Intuition for optimizations

When optimizations are discussed it's not uncommon that someone will bring up that optimizations are not guaranteed.

Is it possible to develop some useful intuition for when certain optimizations are going to become less likely to be applied?

To my ignorant mind, things like inlining a lot, deeply nested function calls, with lots of for loops is probably going to exhaust some kind of "optimization context stack" at some point.

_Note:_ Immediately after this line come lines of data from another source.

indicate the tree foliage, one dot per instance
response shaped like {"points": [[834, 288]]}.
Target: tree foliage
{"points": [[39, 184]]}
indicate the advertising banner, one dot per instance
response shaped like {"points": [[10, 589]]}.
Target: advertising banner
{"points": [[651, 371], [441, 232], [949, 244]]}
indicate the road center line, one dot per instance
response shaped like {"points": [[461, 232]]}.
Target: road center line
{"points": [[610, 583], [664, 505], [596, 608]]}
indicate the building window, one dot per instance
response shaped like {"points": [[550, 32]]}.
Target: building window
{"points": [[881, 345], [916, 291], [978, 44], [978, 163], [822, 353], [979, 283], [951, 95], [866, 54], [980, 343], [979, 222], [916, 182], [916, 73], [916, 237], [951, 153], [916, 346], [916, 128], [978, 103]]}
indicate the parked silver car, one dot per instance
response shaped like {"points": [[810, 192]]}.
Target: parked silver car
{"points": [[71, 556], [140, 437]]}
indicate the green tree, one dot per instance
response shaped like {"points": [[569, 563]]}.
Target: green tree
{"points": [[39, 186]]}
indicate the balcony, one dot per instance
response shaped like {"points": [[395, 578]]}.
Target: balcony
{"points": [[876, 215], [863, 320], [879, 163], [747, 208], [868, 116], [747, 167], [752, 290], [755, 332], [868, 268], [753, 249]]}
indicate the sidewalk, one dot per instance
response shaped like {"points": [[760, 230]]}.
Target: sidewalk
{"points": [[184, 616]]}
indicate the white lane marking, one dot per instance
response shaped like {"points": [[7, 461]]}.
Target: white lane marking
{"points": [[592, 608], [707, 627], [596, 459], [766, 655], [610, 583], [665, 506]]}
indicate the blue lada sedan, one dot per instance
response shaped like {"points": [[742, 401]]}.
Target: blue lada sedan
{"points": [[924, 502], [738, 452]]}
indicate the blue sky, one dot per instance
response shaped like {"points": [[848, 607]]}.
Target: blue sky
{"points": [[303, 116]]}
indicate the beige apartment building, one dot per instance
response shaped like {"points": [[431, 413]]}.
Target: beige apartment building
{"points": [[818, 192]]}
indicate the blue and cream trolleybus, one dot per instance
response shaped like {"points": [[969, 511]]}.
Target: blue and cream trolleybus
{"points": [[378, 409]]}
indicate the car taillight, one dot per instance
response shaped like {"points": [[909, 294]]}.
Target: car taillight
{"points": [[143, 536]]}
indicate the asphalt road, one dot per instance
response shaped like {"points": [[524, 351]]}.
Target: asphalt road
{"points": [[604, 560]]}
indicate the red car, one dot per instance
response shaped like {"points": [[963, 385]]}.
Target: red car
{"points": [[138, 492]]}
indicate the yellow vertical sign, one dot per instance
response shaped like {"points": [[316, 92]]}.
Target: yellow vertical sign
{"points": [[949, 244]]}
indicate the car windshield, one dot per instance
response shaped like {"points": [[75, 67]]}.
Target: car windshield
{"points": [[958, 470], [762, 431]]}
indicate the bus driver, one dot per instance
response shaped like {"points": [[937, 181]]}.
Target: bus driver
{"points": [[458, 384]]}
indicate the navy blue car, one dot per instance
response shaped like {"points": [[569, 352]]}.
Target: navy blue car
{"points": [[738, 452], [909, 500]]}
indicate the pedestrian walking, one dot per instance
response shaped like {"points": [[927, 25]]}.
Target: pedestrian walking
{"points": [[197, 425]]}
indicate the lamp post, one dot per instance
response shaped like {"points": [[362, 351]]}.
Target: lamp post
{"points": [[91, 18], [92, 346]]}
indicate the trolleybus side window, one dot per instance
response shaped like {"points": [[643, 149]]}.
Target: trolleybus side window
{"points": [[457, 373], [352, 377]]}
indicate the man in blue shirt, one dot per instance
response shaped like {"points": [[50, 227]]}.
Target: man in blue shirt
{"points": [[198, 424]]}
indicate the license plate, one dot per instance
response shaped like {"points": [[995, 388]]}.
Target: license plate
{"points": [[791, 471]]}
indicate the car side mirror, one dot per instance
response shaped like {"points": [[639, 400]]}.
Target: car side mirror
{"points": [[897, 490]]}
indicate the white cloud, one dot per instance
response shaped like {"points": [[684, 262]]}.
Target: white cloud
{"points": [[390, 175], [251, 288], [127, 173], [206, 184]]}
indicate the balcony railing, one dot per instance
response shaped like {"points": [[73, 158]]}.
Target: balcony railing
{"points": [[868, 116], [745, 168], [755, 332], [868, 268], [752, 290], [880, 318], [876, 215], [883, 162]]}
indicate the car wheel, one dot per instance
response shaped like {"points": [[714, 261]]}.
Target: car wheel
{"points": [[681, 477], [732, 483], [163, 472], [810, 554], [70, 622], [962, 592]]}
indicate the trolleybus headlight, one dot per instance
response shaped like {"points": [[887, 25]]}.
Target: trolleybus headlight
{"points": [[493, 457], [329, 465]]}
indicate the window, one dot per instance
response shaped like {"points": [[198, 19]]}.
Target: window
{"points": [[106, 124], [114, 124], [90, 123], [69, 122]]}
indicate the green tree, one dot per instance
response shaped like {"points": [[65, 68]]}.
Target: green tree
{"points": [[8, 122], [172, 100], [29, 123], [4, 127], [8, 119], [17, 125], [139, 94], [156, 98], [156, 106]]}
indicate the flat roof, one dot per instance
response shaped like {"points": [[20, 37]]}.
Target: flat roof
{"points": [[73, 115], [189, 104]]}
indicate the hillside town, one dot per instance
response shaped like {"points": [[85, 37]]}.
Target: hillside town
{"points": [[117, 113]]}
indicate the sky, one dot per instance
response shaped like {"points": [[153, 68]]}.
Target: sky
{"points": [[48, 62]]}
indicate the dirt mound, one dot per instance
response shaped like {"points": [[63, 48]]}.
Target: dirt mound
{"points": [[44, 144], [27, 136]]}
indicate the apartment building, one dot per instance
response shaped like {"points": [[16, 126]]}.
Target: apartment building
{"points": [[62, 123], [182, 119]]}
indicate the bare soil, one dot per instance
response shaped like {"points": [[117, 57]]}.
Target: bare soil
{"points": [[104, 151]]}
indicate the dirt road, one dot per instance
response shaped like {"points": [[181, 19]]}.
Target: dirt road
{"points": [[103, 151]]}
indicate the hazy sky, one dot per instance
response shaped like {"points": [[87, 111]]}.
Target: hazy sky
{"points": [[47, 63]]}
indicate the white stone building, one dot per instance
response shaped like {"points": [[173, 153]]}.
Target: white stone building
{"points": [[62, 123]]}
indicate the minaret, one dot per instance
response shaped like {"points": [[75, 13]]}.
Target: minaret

But I have zero clue what I'm talking about.

The way "it's not guaranteed" is invoked sometimes, I get the impression that it's almost determined by the roll of a dice.

Could one construct a list of hand-wavy "How to be kind to your compiler" bullet points that are generally useful, or is it actually far more black magic than I think it is?

Measure it

Make changes

Measure it again

Make changes

Measure it more

Check you're measuring the right thing

Measure it even more

Keep measuring

If measuring is slow then make measuring faster

Keep measuring

2 Likes

Optimization is in theory a search through a high-dimensional space of possibilities — starting with “should I inline foo()?” × “should I inline bar()?” × “should I inline baz()?” and moving on to “should I rewrite the code in this way or that way?”. An optimizer must use heuristics to choose what is worth trying (and may or may not perform an actual search), because doing a more complete search would take unreasonable amounts of time. A “randomly” missed optimization is where the heuristics estimated that it wasn’t worth looking far enough in that direction.

(The idea of “don’t stop, keep looking until you have exhausted all the possibilities” may be found in the superoptimizer, but that is only feasible for small pieces of code.)

3 Likes

Hm.. That's interesting -- so the "roll of a dice" thing, while not literally true, isn't completely untrue either, it's a question of where it happens to cut off the search space.

And I assume the intuition would basically come from understanding/knowing what kind of optimizations it is more likely to pursue first.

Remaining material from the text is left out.